I really don;t think the old baking powder is the first thing to check. If you had made this before and it came out well and now it didn;t, i'd say look at the temperature, the powder, a lot of things. But this may just be a dud of a recipe.

But, meanwhile, the temperature is important for cupcakes. The oven should be preheated and the temperature high enough to make them rise because they cook for less time than a cake.


----------



## siduri

clio said:


> Hi there,
> 
> I have a problem with moisture forming on my otherwise perfect cupcakes after only a few hours inside a large square plastic lunch box. I always make sure the cupcakes are completely cooled down before I put them in box. After a couple of days the paper casings start to get soggy too. Help I'm desperate at this stage. My inlaws love my cakes and want me to make some for Christmas but I need to sort out this problem first.
> 
> Thanks
> 
> Clio


You don't say your recipe, but does it have oil in it? Oil stays liquid even when cool, and maybe that's what's oozing out. Maybe i'm wrong here, and maybe you should post this as a separate thread and maybe you'll get more answers. Put a title like "cupcakes get soggy" or something to make people know what the question will be about and that will catch the attention of people who know the reasons.


----------



## boar_d_laze

It ain't the heat, it's the (relative) humidity.

The relative aridity of the surrounding air leaches moisture from your moist cake through the paper.  Or, moisture from the relatively humid surrounding air is condensing on the paper and soaking through the drier cake.  In short, it's moisture moving across a barrier one way or the other. 

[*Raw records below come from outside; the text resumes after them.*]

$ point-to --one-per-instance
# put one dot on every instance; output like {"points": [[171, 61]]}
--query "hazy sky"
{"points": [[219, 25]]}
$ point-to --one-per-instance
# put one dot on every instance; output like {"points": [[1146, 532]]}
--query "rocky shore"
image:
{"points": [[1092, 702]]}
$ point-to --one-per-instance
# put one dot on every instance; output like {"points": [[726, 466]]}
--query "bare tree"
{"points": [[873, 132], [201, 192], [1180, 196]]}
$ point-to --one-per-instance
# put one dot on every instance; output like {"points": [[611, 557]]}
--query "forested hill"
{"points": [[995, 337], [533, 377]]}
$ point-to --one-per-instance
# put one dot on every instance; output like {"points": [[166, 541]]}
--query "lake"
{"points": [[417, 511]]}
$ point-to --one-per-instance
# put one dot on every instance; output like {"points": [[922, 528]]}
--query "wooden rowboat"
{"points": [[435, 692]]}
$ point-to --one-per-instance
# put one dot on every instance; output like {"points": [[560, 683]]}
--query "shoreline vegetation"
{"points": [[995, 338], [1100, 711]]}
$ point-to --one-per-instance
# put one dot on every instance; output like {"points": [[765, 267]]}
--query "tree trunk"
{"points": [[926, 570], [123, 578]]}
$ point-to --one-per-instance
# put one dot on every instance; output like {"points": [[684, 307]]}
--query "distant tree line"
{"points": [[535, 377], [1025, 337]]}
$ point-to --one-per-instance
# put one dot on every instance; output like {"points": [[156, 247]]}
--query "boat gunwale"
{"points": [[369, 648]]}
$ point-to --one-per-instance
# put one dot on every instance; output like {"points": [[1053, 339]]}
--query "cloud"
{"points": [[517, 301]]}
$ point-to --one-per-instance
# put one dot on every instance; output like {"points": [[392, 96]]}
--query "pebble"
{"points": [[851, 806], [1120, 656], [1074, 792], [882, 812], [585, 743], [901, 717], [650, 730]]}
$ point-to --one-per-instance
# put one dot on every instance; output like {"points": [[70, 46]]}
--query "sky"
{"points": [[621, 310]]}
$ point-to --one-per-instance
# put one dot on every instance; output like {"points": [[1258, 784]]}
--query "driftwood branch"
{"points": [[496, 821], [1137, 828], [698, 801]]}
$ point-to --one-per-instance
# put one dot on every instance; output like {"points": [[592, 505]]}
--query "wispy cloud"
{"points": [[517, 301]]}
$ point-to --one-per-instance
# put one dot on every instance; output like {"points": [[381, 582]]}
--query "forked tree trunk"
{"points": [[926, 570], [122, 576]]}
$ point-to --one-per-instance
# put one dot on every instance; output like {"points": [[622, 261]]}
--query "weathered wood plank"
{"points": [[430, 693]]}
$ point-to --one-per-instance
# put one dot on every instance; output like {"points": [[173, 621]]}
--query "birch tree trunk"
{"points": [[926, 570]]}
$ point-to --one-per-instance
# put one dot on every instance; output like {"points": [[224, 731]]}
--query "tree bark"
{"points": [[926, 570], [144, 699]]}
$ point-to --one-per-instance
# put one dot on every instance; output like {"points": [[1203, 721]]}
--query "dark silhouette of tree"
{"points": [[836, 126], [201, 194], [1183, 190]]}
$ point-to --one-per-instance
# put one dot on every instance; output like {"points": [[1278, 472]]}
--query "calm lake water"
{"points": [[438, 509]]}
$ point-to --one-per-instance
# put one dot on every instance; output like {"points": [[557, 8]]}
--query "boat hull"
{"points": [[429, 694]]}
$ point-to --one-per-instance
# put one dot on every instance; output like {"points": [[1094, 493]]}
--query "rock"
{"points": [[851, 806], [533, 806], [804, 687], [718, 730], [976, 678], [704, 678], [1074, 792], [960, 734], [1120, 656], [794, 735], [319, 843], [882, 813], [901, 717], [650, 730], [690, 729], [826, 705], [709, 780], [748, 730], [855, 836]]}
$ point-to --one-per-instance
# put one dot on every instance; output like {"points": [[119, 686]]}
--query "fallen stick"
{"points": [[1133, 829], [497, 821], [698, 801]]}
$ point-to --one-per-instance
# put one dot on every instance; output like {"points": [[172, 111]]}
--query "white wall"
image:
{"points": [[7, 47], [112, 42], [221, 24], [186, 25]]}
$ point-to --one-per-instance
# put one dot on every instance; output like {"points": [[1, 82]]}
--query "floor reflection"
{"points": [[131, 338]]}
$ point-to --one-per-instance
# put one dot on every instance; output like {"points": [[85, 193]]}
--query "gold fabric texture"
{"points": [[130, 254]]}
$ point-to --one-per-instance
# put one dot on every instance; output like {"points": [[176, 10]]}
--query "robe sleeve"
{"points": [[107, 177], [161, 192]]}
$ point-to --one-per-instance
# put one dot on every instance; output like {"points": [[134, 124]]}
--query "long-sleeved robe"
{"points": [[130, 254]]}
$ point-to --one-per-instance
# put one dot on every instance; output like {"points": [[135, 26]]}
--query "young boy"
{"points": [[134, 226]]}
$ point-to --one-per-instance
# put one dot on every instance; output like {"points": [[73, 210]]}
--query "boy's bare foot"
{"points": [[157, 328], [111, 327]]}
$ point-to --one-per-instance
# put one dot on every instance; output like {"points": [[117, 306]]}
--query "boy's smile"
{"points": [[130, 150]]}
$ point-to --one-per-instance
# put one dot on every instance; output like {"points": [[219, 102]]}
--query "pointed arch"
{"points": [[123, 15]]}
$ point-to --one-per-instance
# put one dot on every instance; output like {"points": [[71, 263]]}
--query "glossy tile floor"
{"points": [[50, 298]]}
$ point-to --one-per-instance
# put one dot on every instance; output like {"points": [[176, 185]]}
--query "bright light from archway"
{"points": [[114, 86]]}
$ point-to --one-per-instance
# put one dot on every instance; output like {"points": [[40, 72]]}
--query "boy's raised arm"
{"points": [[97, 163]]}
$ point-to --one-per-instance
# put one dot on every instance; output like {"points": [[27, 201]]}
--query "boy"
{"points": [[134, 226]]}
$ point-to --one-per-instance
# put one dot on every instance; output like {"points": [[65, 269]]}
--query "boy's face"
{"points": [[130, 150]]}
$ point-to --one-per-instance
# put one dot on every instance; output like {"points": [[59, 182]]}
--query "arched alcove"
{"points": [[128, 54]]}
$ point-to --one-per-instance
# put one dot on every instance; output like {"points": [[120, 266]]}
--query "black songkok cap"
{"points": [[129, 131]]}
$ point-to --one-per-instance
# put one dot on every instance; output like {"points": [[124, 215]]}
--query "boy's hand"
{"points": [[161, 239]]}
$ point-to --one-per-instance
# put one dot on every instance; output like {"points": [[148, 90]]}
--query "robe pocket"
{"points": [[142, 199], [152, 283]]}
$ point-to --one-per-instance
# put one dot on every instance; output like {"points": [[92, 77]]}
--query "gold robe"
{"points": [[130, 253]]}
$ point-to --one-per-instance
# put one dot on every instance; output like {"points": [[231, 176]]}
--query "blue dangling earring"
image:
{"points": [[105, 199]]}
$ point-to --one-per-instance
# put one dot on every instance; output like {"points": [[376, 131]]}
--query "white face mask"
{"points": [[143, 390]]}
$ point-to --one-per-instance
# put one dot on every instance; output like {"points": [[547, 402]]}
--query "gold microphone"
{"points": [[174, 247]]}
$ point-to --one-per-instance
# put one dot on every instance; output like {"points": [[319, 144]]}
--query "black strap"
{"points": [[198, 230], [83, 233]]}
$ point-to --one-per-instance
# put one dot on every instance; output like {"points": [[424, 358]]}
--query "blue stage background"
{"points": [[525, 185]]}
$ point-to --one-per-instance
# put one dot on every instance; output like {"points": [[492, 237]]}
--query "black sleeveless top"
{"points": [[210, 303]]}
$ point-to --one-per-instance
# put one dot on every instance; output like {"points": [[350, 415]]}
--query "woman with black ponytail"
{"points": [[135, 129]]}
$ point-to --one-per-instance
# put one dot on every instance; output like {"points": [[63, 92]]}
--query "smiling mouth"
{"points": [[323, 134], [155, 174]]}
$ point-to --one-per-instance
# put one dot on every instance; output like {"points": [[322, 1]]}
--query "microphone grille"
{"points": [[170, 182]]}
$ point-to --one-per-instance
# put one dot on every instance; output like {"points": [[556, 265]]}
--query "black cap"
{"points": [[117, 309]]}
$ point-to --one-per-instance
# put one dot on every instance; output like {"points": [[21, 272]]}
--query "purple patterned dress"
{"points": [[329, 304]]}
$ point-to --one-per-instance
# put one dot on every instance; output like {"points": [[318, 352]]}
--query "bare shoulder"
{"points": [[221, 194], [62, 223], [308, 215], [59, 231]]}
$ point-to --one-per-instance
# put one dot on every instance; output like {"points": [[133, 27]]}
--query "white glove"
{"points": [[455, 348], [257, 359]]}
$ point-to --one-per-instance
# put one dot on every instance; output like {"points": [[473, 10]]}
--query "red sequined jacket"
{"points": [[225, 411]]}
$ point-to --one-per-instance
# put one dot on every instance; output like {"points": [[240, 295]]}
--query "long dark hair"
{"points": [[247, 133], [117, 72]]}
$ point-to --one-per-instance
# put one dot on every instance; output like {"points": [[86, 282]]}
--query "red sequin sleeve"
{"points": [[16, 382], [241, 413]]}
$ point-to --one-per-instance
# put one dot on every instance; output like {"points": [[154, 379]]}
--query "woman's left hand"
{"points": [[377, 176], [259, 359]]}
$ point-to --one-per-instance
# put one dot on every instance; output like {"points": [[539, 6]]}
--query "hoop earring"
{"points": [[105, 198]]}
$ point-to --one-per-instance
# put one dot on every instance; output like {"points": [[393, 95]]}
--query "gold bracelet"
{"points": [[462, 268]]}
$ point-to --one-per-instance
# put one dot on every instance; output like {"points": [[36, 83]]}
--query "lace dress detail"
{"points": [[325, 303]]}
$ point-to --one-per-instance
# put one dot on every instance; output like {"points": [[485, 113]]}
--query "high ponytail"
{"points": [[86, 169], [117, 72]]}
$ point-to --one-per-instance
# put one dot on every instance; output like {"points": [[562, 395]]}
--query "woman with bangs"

Hold your cupcakes in as tightly fitting a box as possible and wrap that completely in cling-film so their enviromnent's humidity remains stable.  If you're climate is humid and you're going to hold for a long time, freezing (well wrapped) is actually better than refrigerating.  But neither is as good as fresh.

Hope this helps,

BDL


----------



## cheesecakeluver

I got the same problem too, mine shrink too!


----------



## clio

thanks, I will try that.


----------



## steveh5200

Addressing the moisture problem.  You should probably freeze the cupcakes until you are ready to decorate them if you aren't going to serve them within a day.  Refrigeration is not a friend of cakes.


----------



## clio

thanks will try that !


----------



## lotsofvanilla

I have never heard of double acting baking powder. I am anxious to try it but wondered if its the same 1 tsp to one cup of flour as with regular baking powder (actually this was new to me as well, my cupcake recipes never call for more than a tsp...maybe thats why they are flat a lot of the time??). All the tips I've read have been so helpful, especially about the ingredients being room temp before combining. So thank you to everyone


----------



## trooper

You guys are so smart  I copied some of the content to my handy-dandy notepad for use on some test yellow-cakes. I love you guys!


----------